More likely, though, he’d focus on something else… the ice on the window perhaps, or something out in the snow… and forget about his thought completely.
Meanwhile, Josie and Frank went on with their conversation.
“How about if I opened up the passenger door, honey. I could watch the cleared roadway and tell you if the ice changes color. If it changes from gray to green it’ll mean we’re on grass and I can tell you to head back in the other direction.”
“I don’t think that would work, honey. The grass went brown and dormant when the snow and ice covered it. It’s brown now. And so, by the way, is a lot of the asphalt in Texas now.”
“What if we follow the power lines, keep them at exactly the same distance from us? They follow the road, don’t they?”
“We can try it. But they’re a hundred feet away. It’ll be hard maintaining the exact distance. If I deviate just a few feet either way we could be off the roadway and into a ditch or on the median.”
The pair fell silent again, each one lost in their own thoughts.

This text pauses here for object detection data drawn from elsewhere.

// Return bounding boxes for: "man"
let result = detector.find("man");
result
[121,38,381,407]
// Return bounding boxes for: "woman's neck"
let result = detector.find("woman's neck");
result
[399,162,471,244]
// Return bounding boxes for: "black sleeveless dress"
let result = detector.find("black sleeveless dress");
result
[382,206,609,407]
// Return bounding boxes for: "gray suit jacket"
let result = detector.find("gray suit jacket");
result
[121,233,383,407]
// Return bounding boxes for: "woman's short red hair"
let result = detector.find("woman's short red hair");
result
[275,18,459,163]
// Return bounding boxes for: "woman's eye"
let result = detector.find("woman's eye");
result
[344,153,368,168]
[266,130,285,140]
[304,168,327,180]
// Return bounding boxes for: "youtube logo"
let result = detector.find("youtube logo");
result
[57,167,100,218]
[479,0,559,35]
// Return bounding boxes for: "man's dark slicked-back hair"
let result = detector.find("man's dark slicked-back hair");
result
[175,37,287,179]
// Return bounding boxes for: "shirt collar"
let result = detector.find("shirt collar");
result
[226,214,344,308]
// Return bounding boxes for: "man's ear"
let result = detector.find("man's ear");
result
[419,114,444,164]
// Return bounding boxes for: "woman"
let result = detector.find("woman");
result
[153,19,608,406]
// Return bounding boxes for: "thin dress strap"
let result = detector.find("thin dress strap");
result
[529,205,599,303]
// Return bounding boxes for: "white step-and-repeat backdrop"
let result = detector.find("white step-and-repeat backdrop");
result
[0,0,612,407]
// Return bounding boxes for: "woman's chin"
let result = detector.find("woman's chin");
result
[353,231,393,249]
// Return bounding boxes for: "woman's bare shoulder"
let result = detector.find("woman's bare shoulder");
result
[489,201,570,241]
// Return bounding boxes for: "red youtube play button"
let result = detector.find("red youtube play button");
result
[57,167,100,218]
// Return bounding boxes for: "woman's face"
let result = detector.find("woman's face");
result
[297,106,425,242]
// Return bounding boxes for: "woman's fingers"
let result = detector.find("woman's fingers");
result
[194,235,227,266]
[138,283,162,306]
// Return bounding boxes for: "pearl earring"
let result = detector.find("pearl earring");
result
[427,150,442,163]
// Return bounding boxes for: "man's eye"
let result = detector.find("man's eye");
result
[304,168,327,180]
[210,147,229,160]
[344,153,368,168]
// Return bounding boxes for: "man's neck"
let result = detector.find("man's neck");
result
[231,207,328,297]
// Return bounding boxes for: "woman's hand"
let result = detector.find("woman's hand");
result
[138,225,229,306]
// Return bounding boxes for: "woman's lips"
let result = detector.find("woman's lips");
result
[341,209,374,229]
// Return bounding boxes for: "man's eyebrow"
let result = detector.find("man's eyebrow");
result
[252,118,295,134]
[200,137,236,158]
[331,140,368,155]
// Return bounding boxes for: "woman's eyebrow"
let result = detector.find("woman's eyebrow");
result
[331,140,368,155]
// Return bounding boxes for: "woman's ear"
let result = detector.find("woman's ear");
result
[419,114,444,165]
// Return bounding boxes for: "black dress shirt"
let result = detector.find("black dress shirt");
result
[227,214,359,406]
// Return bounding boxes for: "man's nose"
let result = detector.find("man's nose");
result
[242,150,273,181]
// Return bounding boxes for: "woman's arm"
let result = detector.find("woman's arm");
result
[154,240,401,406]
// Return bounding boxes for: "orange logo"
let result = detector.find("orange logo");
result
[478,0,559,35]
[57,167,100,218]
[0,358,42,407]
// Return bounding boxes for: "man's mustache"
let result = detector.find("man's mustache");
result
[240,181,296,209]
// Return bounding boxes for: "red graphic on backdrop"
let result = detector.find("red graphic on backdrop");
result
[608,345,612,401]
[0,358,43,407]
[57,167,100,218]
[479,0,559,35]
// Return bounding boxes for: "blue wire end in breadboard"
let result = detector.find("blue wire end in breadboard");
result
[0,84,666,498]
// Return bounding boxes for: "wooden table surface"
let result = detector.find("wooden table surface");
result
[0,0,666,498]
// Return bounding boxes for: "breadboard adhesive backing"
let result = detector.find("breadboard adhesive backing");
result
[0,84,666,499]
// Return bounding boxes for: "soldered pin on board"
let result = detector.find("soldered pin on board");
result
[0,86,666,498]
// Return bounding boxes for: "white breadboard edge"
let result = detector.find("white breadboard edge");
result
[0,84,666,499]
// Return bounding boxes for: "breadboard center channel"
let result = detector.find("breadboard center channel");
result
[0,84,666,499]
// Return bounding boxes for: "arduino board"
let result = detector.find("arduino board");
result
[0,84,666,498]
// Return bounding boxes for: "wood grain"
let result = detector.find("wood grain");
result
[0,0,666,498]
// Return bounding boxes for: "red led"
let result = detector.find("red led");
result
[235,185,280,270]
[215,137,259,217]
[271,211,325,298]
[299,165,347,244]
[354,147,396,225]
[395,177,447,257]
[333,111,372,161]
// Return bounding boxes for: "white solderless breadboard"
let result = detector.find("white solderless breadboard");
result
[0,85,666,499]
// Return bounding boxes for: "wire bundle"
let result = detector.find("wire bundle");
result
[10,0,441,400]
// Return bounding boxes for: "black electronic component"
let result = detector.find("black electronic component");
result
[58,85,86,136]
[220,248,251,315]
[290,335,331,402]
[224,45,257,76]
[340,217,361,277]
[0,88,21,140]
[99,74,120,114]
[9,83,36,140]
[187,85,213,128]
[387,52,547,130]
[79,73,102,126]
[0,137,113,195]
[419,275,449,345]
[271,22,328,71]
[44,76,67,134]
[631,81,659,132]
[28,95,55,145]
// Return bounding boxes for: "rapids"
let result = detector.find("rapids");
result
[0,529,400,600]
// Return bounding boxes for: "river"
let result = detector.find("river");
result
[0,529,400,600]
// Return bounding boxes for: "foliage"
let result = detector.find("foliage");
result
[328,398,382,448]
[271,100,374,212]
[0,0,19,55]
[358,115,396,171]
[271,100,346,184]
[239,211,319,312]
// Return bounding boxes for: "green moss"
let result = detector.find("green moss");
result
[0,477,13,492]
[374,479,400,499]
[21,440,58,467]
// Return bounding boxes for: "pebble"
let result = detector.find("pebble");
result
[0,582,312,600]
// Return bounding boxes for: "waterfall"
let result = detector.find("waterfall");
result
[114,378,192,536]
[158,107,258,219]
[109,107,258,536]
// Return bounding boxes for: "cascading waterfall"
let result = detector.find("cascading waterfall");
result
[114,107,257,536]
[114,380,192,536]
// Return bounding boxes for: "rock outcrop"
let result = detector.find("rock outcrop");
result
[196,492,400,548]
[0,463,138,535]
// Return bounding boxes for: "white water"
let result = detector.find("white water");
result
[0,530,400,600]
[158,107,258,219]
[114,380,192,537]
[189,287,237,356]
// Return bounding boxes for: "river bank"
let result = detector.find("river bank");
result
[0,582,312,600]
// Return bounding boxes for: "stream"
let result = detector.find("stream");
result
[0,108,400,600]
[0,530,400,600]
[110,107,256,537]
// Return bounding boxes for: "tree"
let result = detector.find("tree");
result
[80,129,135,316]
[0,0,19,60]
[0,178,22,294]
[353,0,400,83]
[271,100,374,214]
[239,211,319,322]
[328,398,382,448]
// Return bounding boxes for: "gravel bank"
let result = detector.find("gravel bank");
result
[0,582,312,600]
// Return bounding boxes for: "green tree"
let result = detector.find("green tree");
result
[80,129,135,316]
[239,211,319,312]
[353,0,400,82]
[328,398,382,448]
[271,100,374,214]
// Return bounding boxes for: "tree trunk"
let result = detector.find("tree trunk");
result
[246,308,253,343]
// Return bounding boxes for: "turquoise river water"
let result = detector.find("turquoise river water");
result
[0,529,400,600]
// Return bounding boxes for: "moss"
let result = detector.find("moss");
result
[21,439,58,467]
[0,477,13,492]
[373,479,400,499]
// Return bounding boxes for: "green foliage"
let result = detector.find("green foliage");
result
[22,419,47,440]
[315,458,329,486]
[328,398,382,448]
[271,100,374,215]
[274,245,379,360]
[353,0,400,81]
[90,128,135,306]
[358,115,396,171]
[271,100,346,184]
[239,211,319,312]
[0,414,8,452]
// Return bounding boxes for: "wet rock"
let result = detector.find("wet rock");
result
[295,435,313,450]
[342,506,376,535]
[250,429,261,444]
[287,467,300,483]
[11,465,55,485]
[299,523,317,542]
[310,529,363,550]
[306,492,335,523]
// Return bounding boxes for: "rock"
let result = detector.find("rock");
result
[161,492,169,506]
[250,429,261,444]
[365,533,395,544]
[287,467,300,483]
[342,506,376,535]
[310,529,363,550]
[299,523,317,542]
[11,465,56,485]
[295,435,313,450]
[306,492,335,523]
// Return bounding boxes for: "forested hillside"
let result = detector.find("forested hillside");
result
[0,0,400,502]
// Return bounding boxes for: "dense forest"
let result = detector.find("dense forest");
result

Eddie thought he’d try again.
“Hey, Josie?”
“Hold on, Eddie. We’re trying to figure out a major problem here.”
Josie knew Eddie a lot longer than Frank. She was once married to the man.
That marriage was over long before. Several years before Eddie suffered the brain damage which left him in his current condition.
But she still loved him. Not in the way a wife loves a husband, but rather in the way a woman loves a good friend.
She also considered herself Eddie’s protector. A buffer between Eddie and those in the world who’d do him harm or take advantage of him.
Yet even Josie sometimes discounted his value.
Eddie went back to looking out the window.